Friedrichshafen / sz - Stühle, auf denen man nicht sitzen kann, eine Batterie, die keinen Strom abgibt – wem nützt das? Genau diese Frage ist Ausgangspunkt für die Ausstellung "non profit – nutzlose Nutzbarkeiten jenseits von Nutzen", die als Kooperation von Kunstverein und Zeppelin Museum am Donnerstag um 19 Uhr im Wechselausstellungsraum des Museums eröffnet wird.
So wie der Kunstverein sich im ganzen vergangenen Jahr auf unterschiedliche Weise dem Phänomen "Zeit" und damit auch dem allgegenwärtigen Zeitdruck angenähert hat, so war es die Idee von Kurator Jörg van den Berg, als nächsten Schritt nachzudenken über den enormen Effizienzdruck, der sich zu verabsolutieren droht. Effizienz ist gefordert in der Wirtschaft, in der Politik, im Militär, von jedem Einzelnen. Da fragt sich, inwieweit die Kunst ebenfalls in diese Kosten-Nutzen-Frage eingespannt ist – oder ist sie noch ein letztes Refugium? Ist der Künstler aus Zeit und Logik herausgenommen, darf er aus die Nutzen-Metaphern hinter sich lassen, nutzen-freie Kunst schaffen? Wird gar hier die Freiheit einer Gesellschaft entschieden? Fragen, die Jörg van den Berg beim Presserundgang in den Raum stellte, Fragen, die Frank-Thorsten Moll als Leiter der Kunstabteilung des Zeppelin Museums gern aufgegriffen hat, so dass gemeinsam eine Ausstellung entstanden ist, die gerade dadurch zum Nachdenken anregt, als sie sich der Ökonomisierung der Kunst entgegenstellt.
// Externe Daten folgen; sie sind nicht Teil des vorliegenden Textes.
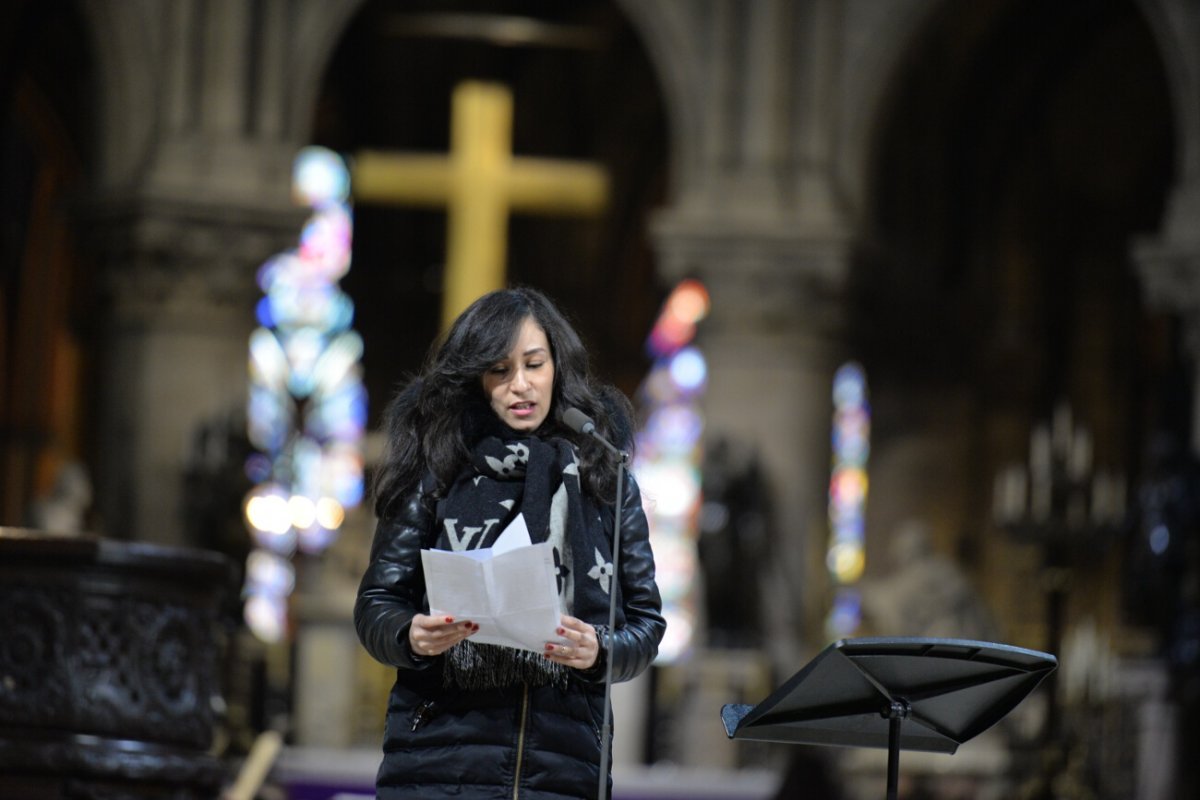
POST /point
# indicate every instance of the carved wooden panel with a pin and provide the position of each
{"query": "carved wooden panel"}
(108, 668)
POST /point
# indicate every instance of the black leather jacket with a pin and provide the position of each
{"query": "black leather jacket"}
(393, 589)
(532, 743)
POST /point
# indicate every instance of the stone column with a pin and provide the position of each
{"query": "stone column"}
(759, 217)
(192, 196)
(179, 302)
(772, 341)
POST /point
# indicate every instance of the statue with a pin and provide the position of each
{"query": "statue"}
(925, 593)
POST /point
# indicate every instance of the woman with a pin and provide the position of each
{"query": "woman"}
(473, 441)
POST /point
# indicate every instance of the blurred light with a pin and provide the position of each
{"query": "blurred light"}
(319, 176)
(267, 617)
(688, 370)
(330, 513)
(846, 557)
(269, 573)
(688, 301)
(846, 561)
(667, 459)
(268, 511)
(846, 614)
(303, 511)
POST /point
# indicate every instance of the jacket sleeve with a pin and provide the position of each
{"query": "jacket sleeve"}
(393, 588)
(634, 645)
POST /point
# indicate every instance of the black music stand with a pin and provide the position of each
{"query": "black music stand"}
(857, 693)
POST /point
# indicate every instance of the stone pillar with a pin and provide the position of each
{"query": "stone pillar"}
(192, 196)
(772, 341)
(1169, 268)
(179, 300)
(760, 218)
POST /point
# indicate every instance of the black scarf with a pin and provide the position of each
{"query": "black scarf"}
(511, 474)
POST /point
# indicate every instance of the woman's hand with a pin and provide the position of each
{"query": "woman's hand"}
(432, 636)
(582, 647)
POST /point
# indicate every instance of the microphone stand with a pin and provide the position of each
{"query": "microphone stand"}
(606, 728)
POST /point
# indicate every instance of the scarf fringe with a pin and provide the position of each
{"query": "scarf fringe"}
(472, 666)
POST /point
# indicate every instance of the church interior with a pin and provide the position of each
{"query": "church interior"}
(905, 294)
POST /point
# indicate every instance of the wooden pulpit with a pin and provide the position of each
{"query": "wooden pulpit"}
(108, 668)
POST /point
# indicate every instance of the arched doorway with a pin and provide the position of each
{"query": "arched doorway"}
(582, 89)
(1024, 149)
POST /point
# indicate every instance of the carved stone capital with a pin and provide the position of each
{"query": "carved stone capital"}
(172, 262)
(1170, 280)
(766, 280)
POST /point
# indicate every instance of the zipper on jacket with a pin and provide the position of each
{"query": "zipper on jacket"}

Auch die Ströme sind zwecklos
Eine Ausstellung, die sich auf neun Werke von sieben Künstlern beschränkt, ihnen den nötigen Raum gibt und den Besucher auffordert, in diesem offenen Netzwerk Knotenpunkte zu finden, Linien zu ziehen von einem zum anderen. Einen achten Künstler hat Moll aus dem Depot eingebracht: Ein barockes Landschaftsbild von Franz Joachim Beich korrespondiert mit seinem idealisierten Blick in die Natur mit Michael Reischs Großfotografie vom schneebedeckten Matterhorn. Aber zeigt Reisch die Wirklichkeit oder lässt er nicht eher an der Wahrnehmung zweifeln? Jungfräulich liegen die Schneehänge da, kein "Matterhorn-Express", keine Liftanlagen, keine Hütten stören die Idylle – die Bearbeitung hat alles Kommerzielle herausgelöscht. Daneben lässt Judith Fegerl in Reihe Ströme fließen durch Kupfer- und Aluminiumplatten oder Wärmelampen von der Decke hängen – zweckfreie Ströme. Dagegen regiert die Kosten-Nutzen-Frage das Video von Adrian Paci. Er verfolgt den Weg eines Steinblocks aus China nach Paris, bei dem die Transportzeit genutzt wird, um die bestellten dorischen Säulen für die Galerie "Jeu de Paume" herauszuarbeiten. Zweckfrei ist dagegen, was Matthias Wermke und Mischa Leinkauf in Berlin im Video festgehalten haben: Ob nächtliche Skyline, Fernsehturm oder U-Bahn-Schacht, immer schiebt sich Wermke unbekümmert auf einer Schaukel ins Bild. Alexej Meschtschanows Stuhlreihe namens "Bopparder Kanapee" lässt einen die ganz unterschiedlichen Stühle wahrnehmen, die man sonst einfach als Sitzgelegenheit nutzen würde. Keinen "Nutzen" für den Kunstmarkt hat Gregor Gleiwitz’ direkt auf die Wand gemalte Malerei – wer will sie mitnehmen? Ein Text der Lyrikerin Barbara Köhler, der Lücken, Lügen und anderes hinterfragt, führt hinein in die Ausstellung.
Die Eröffnung findet heute, Donnerstag, 22. Januar, um 19 Uhr, statt. Dauer der Ausstellung bis 8. März, geöffnet Dienstag bis Sonntag von 10 bis 17 Uhr.